Ce matin, je me réveille, sans surprise, vers 5h. Ca me laisse largement le temps de me faire un café et de me préparer pour la mini-rando que j’ai préméditée depuis la veille. Ca fait longtemps que j’ai envie de monter sur le plateau qui surplombe Las Palmeras. Je pense à juste titre que le lever de soleil doit être plus beau depuis ce spot. Et le spectacle qui s’offre à moi est splendide. Je ne m’attendais pas tout à fait à ça et ça dépasse mes espérances. Il y a la mer et ces collines derrière lesquelles je devine le soleil qui va apparaître. Mon smartphone est incapable de restituer les couleurs que je vois. C’est la magie de l’aube, il faut être fou pour ne pas en profiter. Finalement, je ne suis donc pas folle ! Je m’arrête au milieu du chemin qui monte vers le plateau pour profiter du paysage et immortaliser ce réveil du soleil.

Le jour établi, je continue le chemin et je dois prendre sur moi, le vertige me guette.
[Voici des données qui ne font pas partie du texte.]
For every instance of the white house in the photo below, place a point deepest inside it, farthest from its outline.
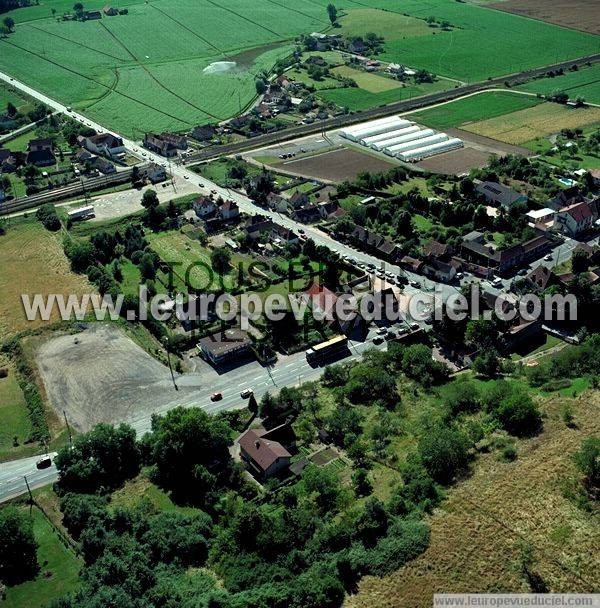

C’est chaud ! Fly s’en fout, moi je me botte les fesses pour avancer. Ca se termine par quelques marches d’escalier plein ciel, on se demande ce qu’elles font là, et on débouche sur le plateau. A cette heure, les couleurs sont de l’or. C’est juste incroyablement beau. J’aperçois le camp de bivouac avec toute la nature généreuse qui l’entoure. C’est magique, féérique. Et de part et d’autre et delà, il y a la mer.

Il commence à faire chaud, et après une séance photo, je me mets en quête de redescendre et je peine à retrouver les escaliers qui mènent au chemin. Et là, le scénario dingue se met en place : et si je ne le retrouvais jamais, on resterait là toujours, à errer au sommet, bref, n’importe quoi mais mon esprit divague vite. D’une situation, je me fais un film et ça ne fait rire que moi.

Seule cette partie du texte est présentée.